Money and Medicine; Bedside Visits, on the Telephone

by Milt Freudenheim
New York Times, February 17, 2002

After checkups at the Staten Island Medical Group, Albert Agate used to say, "I should have asked my doctor this; I should have asked my doctor that." But the waiting room would be crowded, and the doctors often seemed pressed to move to the next patient.

"They were not giving me that time that you need," he said.

Now, Mr. Agate, 66, a retired postal worker with diabetes and heart problems, can present his questions by telephone to Joanne Anderson, a registered nurse who knows his case and calls him regularly to advise him about diet and medications. "Joanne will sit with me on the phone for 45 minutes," he said. "She always has the answer."

Ms. Anderson works for CorSolutions Inc., a company in Buffalo Grove, Ill., that is one of dozens in a fast-growing and sometimes controversial business called disease management. These companies provide information and advice to hundreds of thousands of patients with serious medical conditions, including asthma and depression, and especially to those with multiple maladies.

Most health plans have had programs, of varying size and effectiveness, that have aimed to keep their members healthy enough to stay out of hospitals. But companies specializing in disease management have thrived in the last year or so as plans have retreated from cost-cutting measures that deny or delay care, upsetting patients and physicians.

As they signed up Blue Cross plans, employers and other insurers, revenue for disease management companies rose 39 percent last year, to $485 million, versus $350 million in 2000, said Al Lewis, a consultant in Wellesley, Mass., who helped negotiate some of the health plan contracts for the companies.

Aetna (news/quote), for example, one of the largest managed-care companies, hired American Healthways (news/quote), based in Nashville, and LifeMasters Supported SelfCare, of Irvine, Calif., last year to help patients with congestive heart failure avert repeat attacks.
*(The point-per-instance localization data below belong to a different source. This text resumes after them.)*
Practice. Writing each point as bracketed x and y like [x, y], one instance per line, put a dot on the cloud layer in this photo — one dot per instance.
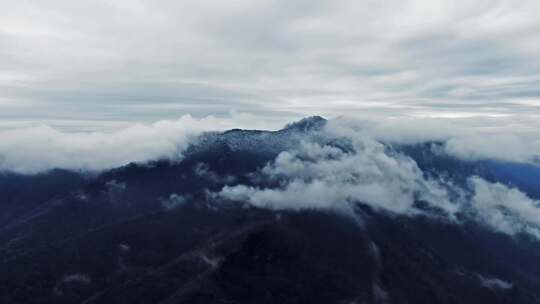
[329, 174]
[40, 148]
[147, 60]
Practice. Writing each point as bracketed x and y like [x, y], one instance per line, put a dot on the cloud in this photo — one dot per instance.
[40, 148]
[322, 176]
[341, 167]
[502, 138]
[505, 209]
[409, 58]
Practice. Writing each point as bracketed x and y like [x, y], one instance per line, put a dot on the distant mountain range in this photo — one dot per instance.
[223, 224]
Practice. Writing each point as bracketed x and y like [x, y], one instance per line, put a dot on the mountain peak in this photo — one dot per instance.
[311, 123]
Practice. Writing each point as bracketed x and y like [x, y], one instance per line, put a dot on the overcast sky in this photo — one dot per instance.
[84, 65]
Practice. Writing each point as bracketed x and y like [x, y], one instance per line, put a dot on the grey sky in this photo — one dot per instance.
[101, 64]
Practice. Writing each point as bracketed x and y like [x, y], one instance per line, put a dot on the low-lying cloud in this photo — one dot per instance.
[342, 167]
[319, 176]
[40, 148]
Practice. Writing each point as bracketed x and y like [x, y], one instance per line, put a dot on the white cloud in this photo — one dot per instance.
[408, 58]
[320, 176]
[505, 209]
[41, 148]
[515, 139]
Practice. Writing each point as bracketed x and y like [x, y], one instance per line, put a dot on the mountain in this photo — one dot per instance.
[161, 232]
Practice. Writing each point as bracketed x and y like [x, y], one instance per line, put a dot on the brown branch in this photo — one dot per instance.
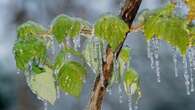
[128, 13]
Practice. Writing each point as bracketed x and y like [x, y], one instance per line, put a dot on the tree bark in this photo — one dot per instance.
[128, 13]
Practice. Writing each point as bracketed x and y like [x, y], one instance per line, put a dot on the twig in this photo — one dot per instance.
[128, 13]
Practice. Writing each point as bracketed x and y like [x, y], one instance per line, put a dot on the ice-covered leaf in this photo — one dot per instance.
[169, 28]
[30, 29]
[191, 4]
[43, 85]
[132, 82]
[71, 78]
[28, 50]
[93, 54]
[65, 26]
[112, 29]
[37, 69]
[61, 57]
[125, 54]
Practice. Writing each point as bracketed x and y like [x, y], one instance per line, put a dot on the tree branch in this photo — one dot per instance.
[128, 13]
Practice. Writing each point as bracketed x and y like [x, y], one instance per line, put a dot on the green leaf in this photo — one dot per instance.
[36, 69]
[169, 28]
[30, 29]
[132, 82]
[112, 29]
[71, 78]
[29, 50]
[61, 57]
[125, 54]
[43, 85]
[65, 26]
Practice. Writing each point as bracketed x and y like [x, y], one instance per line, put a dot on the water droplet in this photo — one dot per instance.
[58, 92]
[61, 45]
[190, 56]
[120, 94]
[150, 53]
[77, 43]
[186, 76]
[52, 46]
[130, 102]
[109, 90]
[155, 43]
[45, 106]
[18, 72]
[148, 49]
[175, 61]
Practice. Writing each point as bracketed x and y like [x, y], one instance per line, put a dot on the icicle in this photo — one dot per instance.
[186, 76]
[175, 61]
[109, 90]
[104, 51]
[100, 56]
[58, 92]
[190, 56]
[18, 72]
[45, 106]
[130, 102]
[155, 42]
[148, 49]
[61, 45]
[52, 47]
[151, 54]
[193, 58]
[120, 94]
[76, 42]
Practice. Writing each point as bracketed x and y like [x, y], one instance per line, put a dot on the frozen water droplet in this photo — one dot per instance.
[150, 53]
[109, 90]
[155, 43]
[158, 71]
[52, 46]
[120, 94]
[190, 56]
[186, 76]
[130, 102]
[76, 42]
[136, 106]
[148, 49]
[175, 61]
[58, 92]
[45, 106]
[18, 72]
[104, 50]
[61, 45]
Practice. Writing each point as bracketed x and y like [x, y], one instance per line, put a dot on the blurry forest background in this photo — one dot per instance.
[170, 94]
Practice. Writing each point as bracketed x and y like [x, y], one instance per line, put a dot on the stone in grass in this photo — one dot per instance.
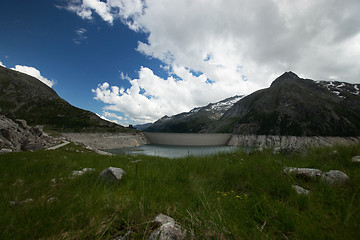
[81, 172]
[169, 230]
[356, 159]
[335, 177]
[112, 174]
[301, 191]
Dr. John W. Rowe, chief executive of Aetna, said there had been "a fundamental change" in managed-care methods, which have included restricted networks of doctors. "Those tools have lost their power," he said. He sees the new services as adding value for doctors and patients and taking managed care "beyond being a fiscal intermediary, which managed cost much more than it managed care."

The advice and monitoring is particularly useful for patients with more than one medical problem. People with diabetes who are clinically depressed "use three times as much health care in a year as those with just diabetes alone," said Dr. Paul Wallace, executive director of the Care Management Institute at Kaiser Permanente, the big California-based network of doctors, clinics and hospitals.

But some doctors criticize the disease management approach. "Once you have a third party in there who has never seen the patient" and is working from computerized instructions, "there is the potential for cookie-cutter management that may not be of benefit to the patient," said Dr. William J. Hall, an internist in Rochester who is president of the American College of Physicians-American Society of Internal Medicine.

Warren Todd, executive director of the Disease Management Association of America, a trade group in Washington, said: "We antagonized the doctors. We sent letters to doctors that said, `We are now managing your patient.' "

But both sides are trying to bridge the gap. The disease management companies say they have been making an effort to work more closely with doctors.

Mr. Lewis, the consultant, said many doctors had come to accept the disease managers as an extension of their practice, not as an intrusion.

Dr. Archelle Georgiou, medical director of the United Healthcare division of the UnitedHealth Group, says the company's disease-management program tries "to be the eyes and ears for the physician."

The insurers and disease management companies have statistics to trumpet their effectiveness - "11 percent more children with asthma sleeping through the night," for example, from UnitedHealthcare.

But Dr. Carolyn Clancy, a research director at the federal Agency for Health Care Research and Quality, which monitors health care disparities, said that there was "very little evidence" to prove the effectiveness of care by software and telephone. "We are encouraging more research," she said. "It is very much needed."

The National Committee for Quality Assurance, a nonprofit group that accredits health plans and care providers, has started evaluating disease management companies. Next year, it will require them to use standardized effectiveness measures. Margaret O'Kane, president of the quality-assurance group, said disease management was not a complete solution to the rising costs of health care. It is "not enough to contain the costs on the scale they need to be contained," she said.

But Mr. Agate in Staten Island appreciates the help. He had quadruple coronary bypass surgery after a heart attack four years ago and later developed Type 2 diabetes, a common combination that lands many patients in the hospital. "I could use all the help I can get," he said.